# DIY bubble filter



## gsxr1000 (Mar 17, 2009)

Anyone got anything for this? I don't like to order things related to growing online. (paranoid) :shiftyeyes: But I want to venture into the hash making.
So i need a DIY water filter.


----------



## ShecallshimThor (Mar 17, 2009)

ld first check local hemp shops they might have bubble bags oherwise i have way doing small amounts at a time with a blender
1add ice water and trimmings that have been in freezer for 1/2 hour
2blend for 30 sec
3 filter through wire coffee screen to catch most leaf matter into glass bowl
4 put bowl into frige for a couple hours
5 strain through paper coffee filter and dry whats on it
it works but isnt the best got me good and baked


----------



## gsxr1000 (Mar 17, 2009)

thanks for the idea, but that not really what I'm looking for. My area doesn't have hemp shops.


----------



## DutchMasterPuff (Mar 17, 2009)

I know u don't like ordering online but if ur interested there are bags on ebay and your user ID is kept private so no one will know what you bought.
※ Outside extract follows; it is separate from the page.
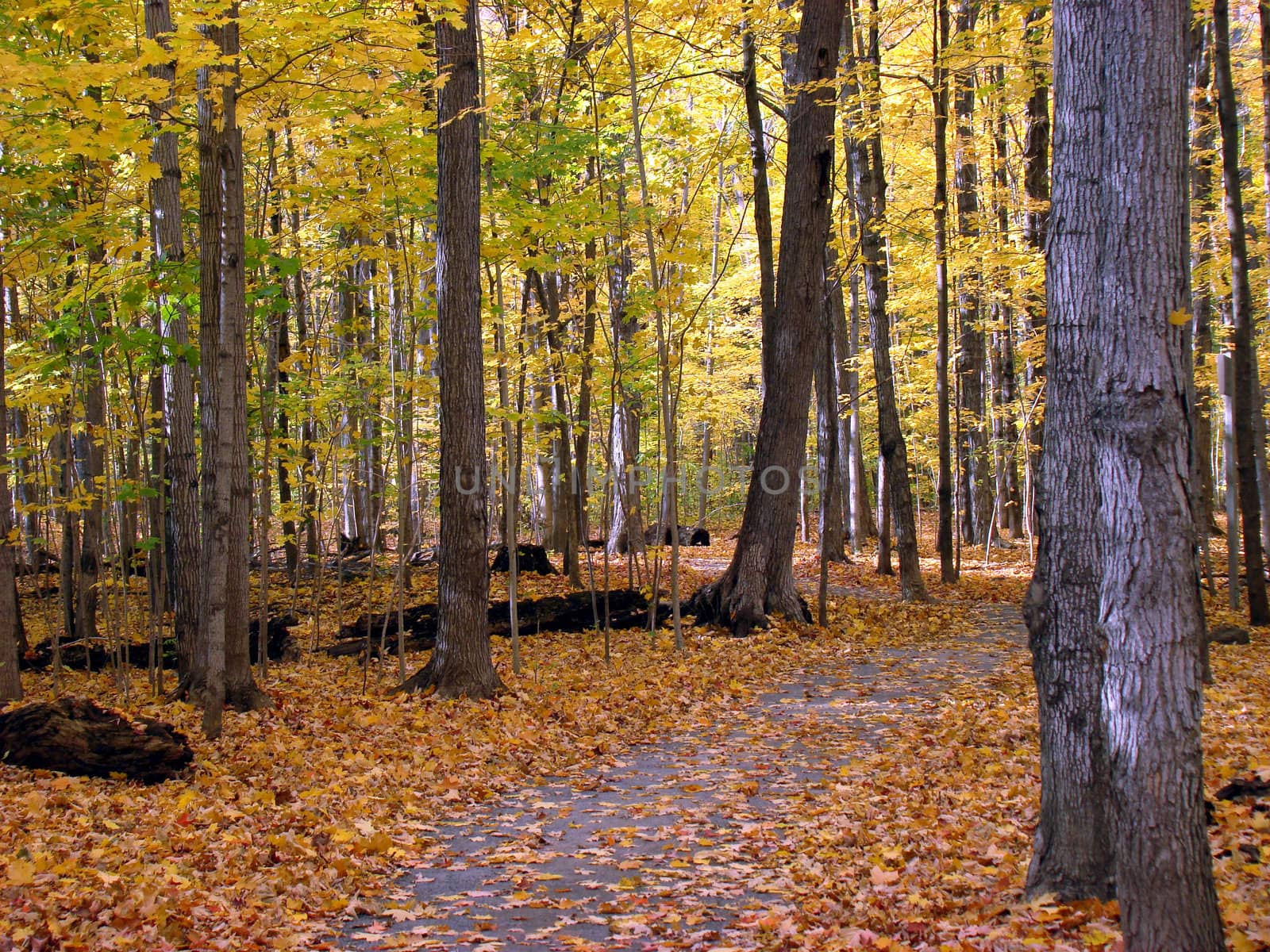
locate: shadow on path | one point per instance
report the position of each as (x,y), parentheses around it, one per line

hxxp://cgi.ebay.com/ws/eBayISAPI.dll?ViewItem&item=320347722657&ssPageName=MERC_VIC_RCRX_Pr4_PcY_BIN_IT&refitem=320335449014&itemcount=4&refwidgetloc=closed_view_item&usedrule1=CrossSell_LogicX&refwidgettype=cross_promot_widget&_trksid=p284.m183&_trkparms=algo%3DCRX%26its%3DS%252BI%26itu%3DUCI%252BSI%26otn%3D4


----------



## gsxr1000 (Mar 17, 2009)

thanks man I'll look into it. Still trying to go the cheap route though.


----------